Saturday, February 6, 2016

insistence on trust

Jean Shepherd was a saucy writer and radio raconteur whose novel "In God We Trust: All Others Pay Cash" was published in 1966. I was not alone in the late nights when I would listen to his radio monologues that challenged various bits of America's conventional wisdom.

Looking back, rightly or wrongly, I see both the conventional wisdom and the challenges to it as a natural outgrowth of the hellish uncertainties that had been World War II. War challenged the comforting and unexamined trust that peace can instill.

But the rigidities of that trust could be and were stultifying and Shepherd called them out. He was, in his time, a bad boy when so many were trying to reclaim the goodness and ease that rests on trust. White picket fences and an idealized family unit were such a relief in the wake of so much horror. Shepherd was a skeptic and, in his time, I was a teenager and therefore a skeptic as well ... though my skepticism was far less informed and well-stitched and fun than Shepherd's.

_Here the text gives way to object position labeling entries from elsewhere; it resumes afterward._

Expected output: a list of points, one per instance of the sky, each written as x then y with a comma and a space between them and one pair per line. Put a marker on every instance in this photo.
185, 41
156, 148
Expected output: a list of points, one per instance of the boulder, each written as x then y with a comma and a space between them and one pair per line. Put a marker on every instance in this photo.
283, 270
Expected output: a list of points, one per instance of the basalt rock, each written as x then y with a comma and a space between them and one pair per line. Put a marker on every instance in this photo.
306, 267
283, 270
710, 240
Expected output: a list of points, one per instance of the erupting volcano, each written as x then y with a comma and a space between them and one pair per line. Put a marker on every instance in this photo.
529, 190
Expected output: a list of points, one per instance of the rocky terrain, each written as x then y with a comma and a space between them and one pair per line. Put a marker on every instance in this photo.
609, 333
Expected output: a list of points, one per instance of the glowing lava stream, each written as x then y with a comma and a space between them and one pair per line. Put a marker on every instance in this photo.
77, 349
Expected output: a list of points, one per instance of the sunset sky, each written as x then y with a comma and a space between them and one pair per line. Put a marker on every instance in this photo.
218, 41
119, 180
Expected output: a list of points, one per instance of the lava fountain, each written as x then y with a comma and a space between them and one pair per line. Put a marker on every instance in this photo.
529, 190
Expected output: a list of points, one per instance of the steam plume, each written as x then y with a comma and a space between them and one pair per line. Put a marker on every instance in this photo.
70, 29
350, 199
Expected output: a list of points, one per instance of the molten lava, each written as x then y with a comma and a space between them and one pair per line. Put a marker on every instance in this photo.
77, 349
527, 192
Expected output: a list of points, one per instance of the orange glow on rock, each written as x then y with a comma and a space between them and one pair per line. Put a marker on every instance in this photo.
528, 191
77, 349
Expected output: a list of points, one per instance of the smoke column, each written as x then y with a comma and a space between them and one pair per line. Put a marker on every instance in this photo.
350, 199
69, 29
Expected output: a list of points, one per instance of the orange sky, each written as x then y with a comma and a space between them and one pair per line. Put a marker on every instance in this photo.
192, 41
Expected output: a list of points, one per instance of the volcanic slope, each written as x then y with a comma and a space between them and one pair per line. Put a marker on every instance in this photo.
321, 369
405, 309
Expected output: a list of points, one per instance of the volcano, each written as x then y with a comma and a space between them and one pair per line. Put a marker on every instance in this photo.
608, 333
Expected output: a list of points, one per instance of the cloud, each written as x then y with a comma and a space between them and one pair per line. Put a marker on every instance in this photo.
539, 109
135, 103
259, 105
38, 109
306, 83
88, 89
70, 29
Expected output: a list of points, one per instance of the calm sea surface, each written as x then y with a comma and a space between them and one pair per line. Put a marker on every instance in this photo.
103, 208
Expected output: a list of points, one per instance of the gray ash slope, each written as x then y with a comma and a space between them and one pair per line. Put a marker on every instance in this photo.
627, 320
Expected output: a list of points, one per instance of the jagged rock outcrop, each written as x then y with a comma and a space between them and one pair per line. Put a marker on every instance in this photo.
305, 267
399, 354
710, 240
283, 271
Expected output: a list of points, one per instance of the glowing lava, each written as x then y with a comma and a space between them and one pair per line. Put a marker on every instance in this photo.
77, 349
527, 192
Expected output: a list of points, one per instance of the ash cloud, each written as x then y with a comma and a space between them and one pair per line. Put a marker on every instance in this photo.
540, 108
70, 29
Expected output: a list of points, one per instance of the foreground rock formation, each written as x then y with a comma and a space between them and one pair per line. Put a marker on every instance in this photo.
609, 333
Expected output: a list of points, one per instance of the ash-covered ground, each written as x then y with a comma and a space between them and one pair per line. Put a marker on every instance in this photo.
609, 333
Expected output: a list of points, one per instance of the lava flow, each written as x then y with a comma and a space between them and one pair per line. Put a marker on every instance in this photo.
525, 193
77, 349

Trust and skepticism ... but mostly trust is where my mind wanders this morning. In Shepherd's time, the Internet had no footing and as a result he was among the lone and lonely voices that pointed out a needful skepticism. But nowadays -- 50 years after "In God We Trust..." -- there is so much room and reason for skepticism that it feels as if the shoe might be on the other foot: Is there no where and nothing in which to trust? Is there a visceral demand (the one 2016 presidential wannabes would love to tap into) for a trust that will be requited? Will people shed blood in order to assure some version of that trust, whether or not it is warranted?

Skim the Internet for institutions in which Americans have lost faith and the list goes on and on and on and on. Here's one example. Schools, politics, banks, Washington, doctors -- poll after poll finds a dwindling faith or trust. The military fares better than most, but not that much better.

But if you doubt everything, what do you trust?

Do you trust the doubt?

Is it trust-worthy?

What interests me is the real, rather than slick, answers. Is Tennyson right: "'Tis better to have loved and lost/ Than never to have loved at all?" Is the longing for an undoubted assurance worth even the price of being another duped fool? For many, I suspect, it is, although no dupe ever thought of himself as a dope.

Skepticism has its wiles, not least the come-hither invitation to be skeptical of skepticism.

Doubt all you like ... insist on trust.

What a merry-go-round.

1 comment:

  1. I think you can trust people to be who they are. Perhaps that urges one to study them more carefully. And i think you can trust that we live in interesting times, always have i suppose. But we're a fortunate generation in that when interesting begins to overwhelm, we have TV.